Слушая его, Чуньюй Баоцэ время от времени поднимал на него свой пристальный взгляд. Сидевший напротив него собеседник распахнул одежду, обнажив свою бронзовую грудь, куда более могучую, чем можно было себе представить. В это время устроившаяся рядом фольклористка бросила на него вопросительный взгляд, в котором читалось нетерпение. Но он сдержался. Ему не хотелось так скоро давать им то, чего они ждут. Более полугода «Лицзинь» промаялась в этих трёх прибрежных деревнях, в то же время испытывая на себе огромное давление со стороны городской администрации. Всего через десять дней соседние деревни начнут действовать, и тогда несладко придётся зажатой между ними деревне Цзитаньцзяо. Чуньюй Баоцэ снова взял стопку с водкой и, словно обращаясь к себе самому, сказал:

— Представляю себе, какие это дерзкие и грубые ребята.

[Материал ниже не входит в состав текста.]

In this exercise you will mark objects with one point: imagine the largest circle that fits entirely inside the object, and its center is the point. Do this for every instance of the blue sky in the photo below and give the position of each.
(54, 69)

У Шаюань опустил глаза, явно задумавшись над смыслом этой фразы. С мыслей сбивал расшумевшийся Старый Сом. Посмотрев на всех троих, он прокричал:

— Ну прямо ни дать ни взять крупный сановник к нам в деревню пожаловал, брюхо выпятил, этот-то, с чёрной шерстью на ушах и с большим кольцом. Этот молодчик нас живьём проглотит и косточек не выплюнет. Это ж какой здоровый желудок надо иметь!

Чуньюй Баоцэ понял, что речь идёт о Подтяжкине. Он не помнил, чтобы на ушах у внука росли чёрные волосы, но кольцо точно было — оно и впрямь очень бросалось в глаза. Он благосклонно взглянул на этого старого балагура и хорошенько запомнил последнюю фразу.